Now, if you're not really confident your print and cardboard combination is truly opaque, is the time to add a little additional barrier. The easiest and I think a very effective way, is to paint it with three or so coats of matte black paint. If you want to preserve the design on the outside from your cereal box, you should probably use some masking tape and paper to cover that. Not a bad idea to paint the outside of the inside box from about the middle to the back to make it harder for light to get down that way. If you can't do spray or some other paint, I've included a template for another layer for the 6x6 imaging area in the front, and the entire back of the camera. Everywhere else you've already got several layers. You might as well use a layer of your card stock as well for this additional light proofing. Remember everything on the inside of the camera has to be black. You could blacken the sides of the inner box with a Sharpee.

The film rides over the folded edge of the internal assembly which could be a little rough.  Cover that edge with something smooth like black tape or glue a bit of old black T-shirt over it. Make sure you glue it flat so it doesn't get in the way of your image.

The pinhole

I'm not going to give directions on how to drill a pinhole. I'll link to a post I did about pinholes earlier and a second one. Both have a cursory set of directions on how to drill and measure a pinhole. To measure really accurately you'll need a flat bed scanner. You might be able to do it with a microscope attachment for your phone camera. If you don't have a way to measure it, do your best and just try it out and you'll probably be within a stop.  If you end up too overexposed or your images are too blurry, try again. It's easy and cheap.

The optimal pinhole size is .2mm for a 24mm camera, for a 45mm camera is .28mm and for 60mm is .33mm.
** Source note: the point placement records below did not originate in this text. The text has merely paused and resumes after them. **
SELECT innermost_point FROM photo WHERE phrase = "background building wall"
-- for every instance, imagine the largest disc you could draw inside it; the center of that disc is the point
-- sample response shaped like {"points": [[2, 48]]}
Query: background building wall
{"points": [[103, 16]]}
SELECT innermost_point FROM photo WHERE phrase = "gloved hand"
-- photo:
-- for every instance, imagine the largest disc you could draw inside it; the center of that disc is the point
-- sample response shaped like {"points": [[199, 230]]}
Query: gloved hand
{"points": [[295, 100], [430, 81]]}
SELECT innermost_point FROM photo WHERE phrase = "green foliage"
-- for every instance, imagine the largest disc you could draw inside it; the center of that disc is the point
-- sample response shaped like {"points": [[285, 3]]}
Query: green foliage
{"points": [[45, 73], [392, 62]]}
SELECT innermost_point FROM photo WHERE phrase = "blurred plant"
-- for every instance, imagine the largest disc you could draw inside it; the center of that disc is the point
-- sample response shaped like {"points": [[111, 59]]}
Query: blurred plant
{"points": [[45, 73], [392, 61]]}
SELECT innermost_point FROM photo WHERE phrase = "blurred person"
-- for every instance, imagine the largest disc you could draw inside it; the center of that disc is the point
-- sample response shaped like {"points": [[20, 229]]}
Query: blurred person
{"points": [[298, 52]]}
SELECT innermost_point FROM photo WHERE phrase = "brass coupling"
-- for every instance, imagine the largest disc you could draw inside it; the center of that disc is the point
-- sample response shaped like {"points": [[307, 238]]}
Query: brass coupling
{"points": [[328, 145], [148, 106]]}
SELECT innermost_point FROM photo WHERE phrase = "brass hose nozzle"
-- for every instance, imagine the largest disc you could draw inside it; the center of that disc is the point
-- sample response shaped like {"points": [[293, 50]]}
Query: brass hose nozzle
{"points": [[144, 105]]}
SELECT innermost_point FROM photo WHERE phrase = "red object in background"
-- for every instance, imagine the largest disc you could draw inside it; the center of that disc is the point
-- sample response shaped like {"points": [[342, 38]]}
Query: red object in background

The F ratio is going to depend on the size of your pinholes, but with the ideal pinholes on these it's f116 for the 24mm camera, f159 for the 45mm, and f183 for the 60mm.

In any event, tape the pinhole on the inside of the camera. If your tape isn't black, blacken it or cover it with the light proofing layer. You can leave a little shiny metal around the pinhole, but minimize it.

The viewfinders.

Glue the viewfinders on the top and sides of the camera. I like a little bit of 3D in my view finding lines and find it worthwhile to put the viewfinder on a layer of card stock.




The winder minder

There's really nothing but friction holding the winders in, and losing one will probably result in a light leak on your film.  (If you do lose one with film in the camera, put a piece of black tape over the hole, and wind it in subdued light with a key)  The winder minder slips over the winders and holds them on and is itself held on with two rubber bands.



Advancing the film.  

Film advance should be smooth if you've gotten the film bays the right size.  If the film gets a little sticky, loosen with the supply side and then take it up with the take-up.  Make sure the winders are both tight or you might have a bit of curved film inside the camera.  By the way, it shouldn't make any difference which is the supply side and which the take up, but if you put the supply on the right, the numbers will be right-side-up in the film counter window. For film loading and counting in the 35mm, refer to the original Populist instructions.

If you're mounted on a sturdy tripod and coordinated enough, advancing with both hands turning the winders at the same time is particularly smooth.

Then you go out and take pictures.

Paper cameras are not waterproof, and paper doesn't wear well, but I've got one that is covered in opaque black photographic tape that I've had in my pocket for 10 years.

Gregg Kemp had a strong preference for Pinhole Day images that were made on film with homemade cameras. You've still got six weeks to get it done. It probably takes about 4 hours work, but there's a bunch of times you have to wait for glue to dry, preferably overnight.

Have fun.  Let me know of any comments or questions.  I'd love to see pictures.